The jury ordered Samsung to pay Apple $1.05 billion. Apple wanted $2.5 billion as it accused Samsung of ripping off the design technology of iPhones and iPads.
One of the few things that went in Samsung's favor was that the jury found Samsung's tablets violated fewer intellectual properties than its mobile devices.
The patent violations included the bounce-back and the pinch-and-zoom functions, according to NBC Bay Area's Scott Budman, the latter in all but three phones.
The jury said Samsung knew or should have known it was violating Apple's patents, Budman tweeted.
CNBC reports that Samsung has requested 30 additional minutes to review the verdict. Apple countered that less time is actually needed.
Judge Lucy Koh gave the jury 100 pages of instructions on Tuesday. The jury worksheet included 20 pages of questions to be answered -- each question had subsections, too, leading to a total of more than 700 to answer.

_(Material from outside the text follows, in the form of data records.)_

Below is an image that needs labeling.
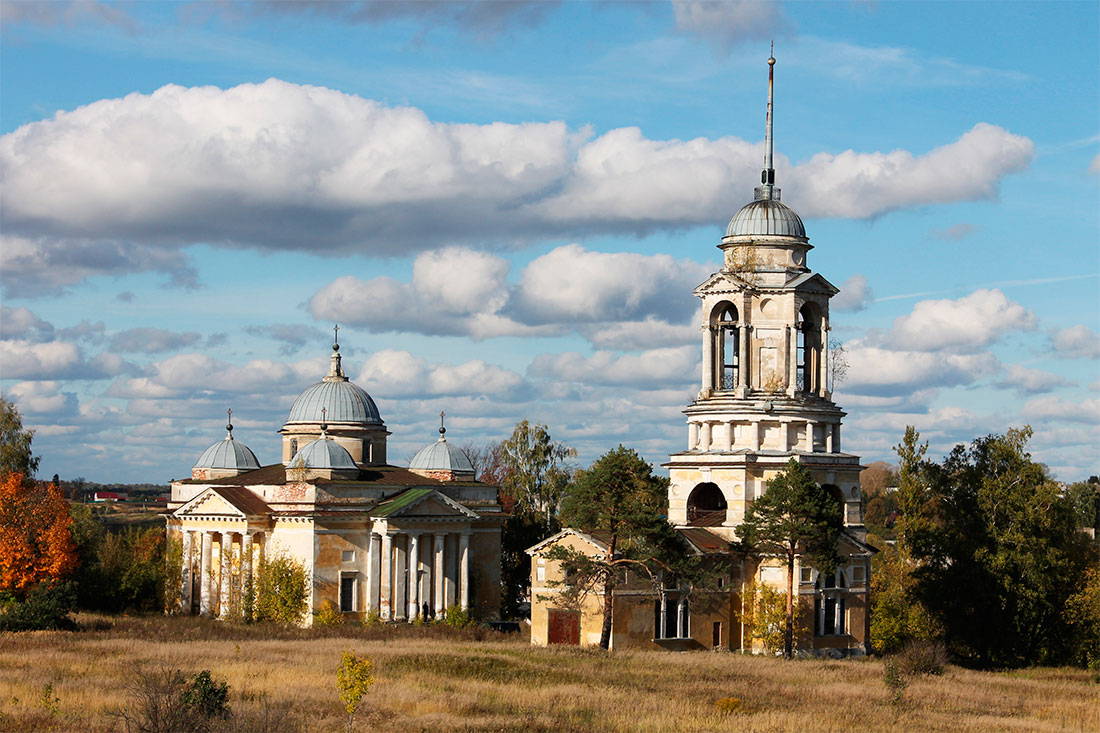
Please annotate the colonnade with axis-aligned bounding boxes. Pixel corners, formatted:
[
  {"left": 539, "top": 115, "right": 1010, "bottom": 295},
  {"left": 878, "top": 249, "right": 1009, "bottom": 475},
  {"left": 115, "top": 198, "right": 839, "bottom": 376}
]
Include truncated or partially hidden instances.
[
  {"left": 688, "top": 417, "right": 840, "bottom": 453},
  {"left": 179, "top": 529, "right": 263, "bottom": 616},
  {"left": 366, "top": 529, "right": 472, "bottom": 622}
]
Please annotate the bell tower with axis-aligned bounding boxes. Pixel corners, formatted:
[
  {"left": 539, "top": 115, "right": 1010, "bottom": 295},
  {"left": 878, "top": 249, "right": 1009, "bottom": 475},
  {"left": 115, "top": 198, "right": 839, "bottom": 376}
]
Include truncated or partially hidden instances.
[{"left": 666, "top": 51, "right": 866, "bottom": 539}]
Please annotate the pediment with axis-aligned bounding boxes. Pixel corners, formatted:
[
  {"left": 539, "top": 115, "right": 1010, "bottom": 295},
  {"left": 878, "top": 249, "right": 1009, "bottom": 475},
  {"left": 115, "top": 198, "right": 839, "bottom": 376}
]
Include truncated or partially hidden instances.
[
  {"left": 787, "top": 272, "right": 840, "bottom": 297},
  {"left": 371, "top": 489, "right": 479, "bottom": 519},
  {"left": 174, "top": 489, "right": 245, "bottom": 518},
  {"left": 694, "top": 271, "right": 756, "bottom": 297}
]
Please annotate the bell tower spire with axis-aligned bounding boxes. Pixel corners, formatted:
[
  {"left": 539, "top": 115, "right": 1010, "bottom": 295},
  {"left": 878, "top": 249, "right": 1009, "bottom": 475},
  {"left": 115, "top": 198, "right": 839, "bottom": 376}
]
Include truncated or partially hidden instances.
[{"left": 756, "top": 42, "right": 779, "bottom": 201}]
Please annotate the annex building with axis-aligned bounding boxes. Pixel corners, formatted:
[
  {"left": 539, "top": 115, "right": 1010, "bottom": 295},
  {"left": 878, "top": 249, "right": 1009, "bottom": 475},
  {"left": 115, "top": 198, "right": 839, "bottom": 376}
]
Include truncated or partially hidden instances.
[
  {"left": 167, "top": 336, "right": 504, "bottom": 625},
  {"left": 528, "top": 58, "right": 875, "bottom": 654}
]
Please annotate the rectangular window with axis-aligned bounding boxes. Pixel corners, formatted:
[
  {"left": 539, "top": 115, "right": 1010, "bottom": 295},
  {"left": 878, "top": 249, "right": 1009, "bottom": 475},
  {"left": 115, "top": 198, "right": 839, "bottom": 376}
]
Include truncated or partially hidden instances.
[{"left": 340, "top": 576, "right": 355, "bottom": 613}]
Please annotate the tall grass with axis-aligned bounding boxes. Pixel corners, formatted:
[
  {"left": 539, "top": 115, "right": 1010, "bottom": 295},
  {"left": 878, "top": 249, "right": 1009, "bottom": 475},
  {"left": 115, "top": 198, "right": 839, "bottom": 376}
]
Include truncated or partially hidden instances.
[{"left": 0, "top": 616, "right": 1100, "bottom": 732}]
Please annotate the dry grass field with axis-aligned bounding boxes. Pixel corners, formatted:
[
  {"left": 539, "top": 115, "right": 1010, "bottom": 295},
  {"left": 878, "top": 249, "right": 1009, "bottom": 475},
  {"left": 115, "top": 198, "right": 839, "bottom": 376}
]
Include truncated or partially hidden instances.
[{"left": 0, "top": 616, "right": 1100, "bottom": 733}]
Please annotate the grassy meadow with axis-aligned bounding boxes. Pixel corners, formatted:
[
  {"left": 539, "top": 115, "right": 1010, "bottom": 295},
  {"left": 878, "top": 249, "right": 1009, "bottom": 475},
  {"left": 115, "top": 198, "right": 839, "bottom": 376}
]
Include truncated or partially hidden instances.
[{"left": 0, "top": 615, "right": 1100, "bottom": 733}]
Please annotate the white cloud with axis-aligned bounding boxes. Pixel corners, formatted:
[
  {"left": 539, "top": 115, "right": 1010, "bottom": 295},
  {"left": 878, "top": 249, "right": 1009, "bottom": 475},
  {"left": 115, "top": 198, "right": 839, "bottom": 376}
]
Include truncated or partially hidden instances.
[
  {"left": 1020, "top": 396, "right": 1100, "bottom": 425},
  {"left": 0, "top": 79, "right": 1034, "bottom": 295},
  {"left": 831, "top": 273, "right": 875, "bottom": 311},
  {"left": 887, "top": 289, "right": 1038, "bottom": 353},
  {"left": 672, "top": 0, "right": 788, "bottom": 51},
  {"left": 359, "top": 349, "right": 524, "bottom": 398},
  {"left": 8, "top": 381, "right": 77, "bottom": 419},
  {"left": 1051, "top": 326, "right": 1100, "bottom": 359},
  {"left": 527, "top": 347, "right": 699, "bottom": 389},
  {"left": 997, "top": 364, "right": 1073, "bottom": 394}
]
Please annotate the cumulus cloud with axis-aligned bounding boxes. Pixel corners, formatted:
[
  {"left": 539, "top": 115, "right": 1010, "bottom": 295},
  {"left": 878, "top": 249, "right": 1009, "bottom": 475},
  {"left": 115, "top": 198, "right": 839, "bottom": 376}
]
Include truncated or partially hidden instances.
[
  {"left": 672, "top": 0, "right": 788, "bottom": 52},
  {"left": 527, "top": 347, "right": 699, "bottom": 387},
  {"left": 309, "top": 244, "right": 708, "bottom": 338},
  {"left": 997, "top": 364, "right": 1073, "bottom": 395},
  {"left": 831, "top": 273, "right": 875, "bottom": 311},
  {"left": 887, "top": 289, "right": 1038, "bottom": 353},
  {"left": 0, "top": 79, "right": 1034, "bottom": 294},
  {"left": 110, "top": 328, "right": 202, "bottom": 353},
  {"left": 1051, "top": 326, "right": 1100, "bottom": 359},
  {"left": 1020, "top": 396, "right": 1100, "bottom": 424},
  {"left": 932, "top": 222, "right": 981, "bottom": 242},
  {"left": 0, "top": 305, "right": 54, "bottom": 341},
  {"left": 359, "top": 349, "right": 524, "bottom": 397},
  {"left": 0, "top": 231, "right": 197, "bottom": 297}
]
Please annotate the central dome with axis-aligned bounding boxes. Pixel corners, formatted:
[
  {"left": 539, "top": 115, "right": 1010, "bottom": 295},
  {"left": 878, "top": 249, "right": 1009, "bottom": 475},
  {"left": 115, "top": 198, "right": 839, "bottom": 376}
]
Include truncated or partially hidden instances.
[
  {"left": 286, "top": 379, "right": 382, "bottom": 425},
  {"left": 726, "top": 198, "right": 806, "bottom": 239}
]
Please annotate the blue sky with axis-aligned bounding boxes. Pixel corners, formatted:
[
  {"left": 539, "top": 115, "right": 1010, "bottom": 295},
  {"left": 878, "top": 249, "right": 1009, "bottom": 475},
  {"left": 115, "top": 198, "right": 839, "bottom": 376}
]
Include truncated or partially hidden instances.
[{"left": 0, "top": 0, "right": 1100, "bottom": 481}]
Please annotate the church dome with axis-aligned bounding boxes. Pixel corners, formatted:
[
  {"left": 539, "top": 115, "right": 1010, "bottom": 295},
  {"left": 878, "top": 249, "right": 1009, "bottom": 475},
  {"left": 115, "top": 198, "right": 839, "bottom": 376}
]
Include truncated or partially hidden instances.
[
  {"left": 287, "top": 434, "right": 359, "bottom": 470},
  {"left": 195, "top": 433, "right": 260, "bottom": 471},
  {"left": 286, "top": 343, "right": 382, "bottom": 425},
  {"left": 409, "top": 436, "right": 474, "bottom": 473},
  {"left": 726, "top": 198, "right": 806, "bottom": 239},
  {"left": 286, "top": 379, "right": 382, "bottom": 424}
]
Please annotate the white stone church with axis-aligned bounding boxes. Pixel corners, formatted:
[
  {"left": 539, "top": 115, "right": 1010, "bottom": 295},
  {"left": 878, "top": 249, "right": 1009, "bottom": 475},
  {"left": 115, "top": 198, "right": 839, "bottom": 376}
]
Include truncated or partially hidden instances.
[{"left": 167, "top": 343, "right": 504, "bottom": 624}]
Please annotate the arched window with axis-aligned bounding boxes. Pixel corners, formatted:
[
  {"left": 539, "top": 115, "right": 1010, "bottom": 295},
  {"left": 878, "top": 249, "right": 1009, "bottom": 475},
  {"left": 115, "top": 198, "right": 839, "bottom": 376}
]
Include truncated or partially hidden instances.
[
  {"left": 711, "top": 303, "right": 741, "bottom": 390},
  {"left": 688, "top": 482, "right": 726, "bottom": 527},
  {"left": 814, "top": 568, "right": 848, "bottom": 636},
  {"left": 794, "top": 303, "right": 822, "bottom": 394}
]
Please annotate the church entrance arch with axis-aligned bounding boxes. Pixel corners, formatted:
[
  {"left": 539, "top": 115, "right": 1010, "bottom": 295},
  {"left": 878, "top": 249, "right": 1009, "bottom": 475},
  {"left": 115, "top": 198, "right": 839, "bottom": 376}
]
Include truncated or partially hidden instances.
[{"left": 688, "top": 482, "right": 726, "bottom": 527}]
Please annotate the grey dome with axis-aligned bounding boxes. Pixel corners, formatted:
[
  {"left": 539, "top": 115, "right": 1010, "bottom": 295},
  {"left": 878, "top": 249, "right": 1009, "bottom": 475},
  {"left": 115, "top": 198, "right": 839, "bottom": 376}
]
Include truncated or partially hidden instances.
[
  {"left": 409, "top": 438, "right": 474, "bottom": 473},
  {"left": 286, "top": 379, "right": 382, "bottom": 425},
  {"left": 287, "top": 433, "right": 356, "bottom": 469},
  {"left": 726, "top": 198, "right": 806, "bottom": 239},
  {"left": 195, "top": 435, "right": 260, "bottom": 471}
]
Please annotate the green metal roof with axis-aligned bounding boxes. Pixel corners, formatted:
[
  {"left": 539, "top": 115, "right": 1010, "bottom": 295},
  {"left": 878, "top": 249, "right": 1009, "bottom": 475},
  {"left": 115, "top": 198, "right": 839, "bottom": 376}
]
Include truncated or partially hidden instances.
[{"left": 371, "top": 489, "right": 435, "bottom": 516}]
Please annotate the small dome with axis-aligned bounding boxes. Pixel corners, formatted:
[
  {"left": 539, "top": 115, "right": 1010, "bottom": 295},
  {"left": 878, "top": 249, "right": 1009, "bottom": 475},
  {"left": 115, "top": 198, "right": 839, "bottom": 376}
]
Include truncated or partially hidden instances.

Jurors were provided dozens of mobile devices to examine, as well, including the iPhone -- the heart of the case. A swift verdict was unexpected.
Apple is seeking $2.5 billion in damages, claiming that Samsung violated various patents Apple owns around iPhones and iPads. Samsung denies any wrongdoing and has counter-sued.
The courtroom has been anything but dull (except for the monotony of the patents themselves). Judge Koh has been chiding both sides of the argument, and there was even a threat of sanctions against Samsung.
Apple alleged that Samsung was trying to show excluded evidence to the jury. Koh denied Apple's emergency filing, however.
In some cases, Apple maintained during the trial, Samsung revised old patents in an attempt to make money. Standards rules generally require participating companies to warn the standards body if the ideas under consideration contain patents that would benefit a company unfairly.
Google, who has sued Apple in its own infringement claim, has been aiding its Android partner, Samsung, during the trial as well. As the three titans duke it out in court, Silicon Valley is waiting to see how it all shakes out.
Since the Apple vs Samsung includes look-and-feel patents, Apple's competitors could be severely limited in just how they design their competing devices. On the other hand, some argue that those same limitations would drive innovation, creating even harsher competition for the iPhone.
Coincidentally, Friday's verdict is also the anniversary of Steve Jobs' retirement from Apple.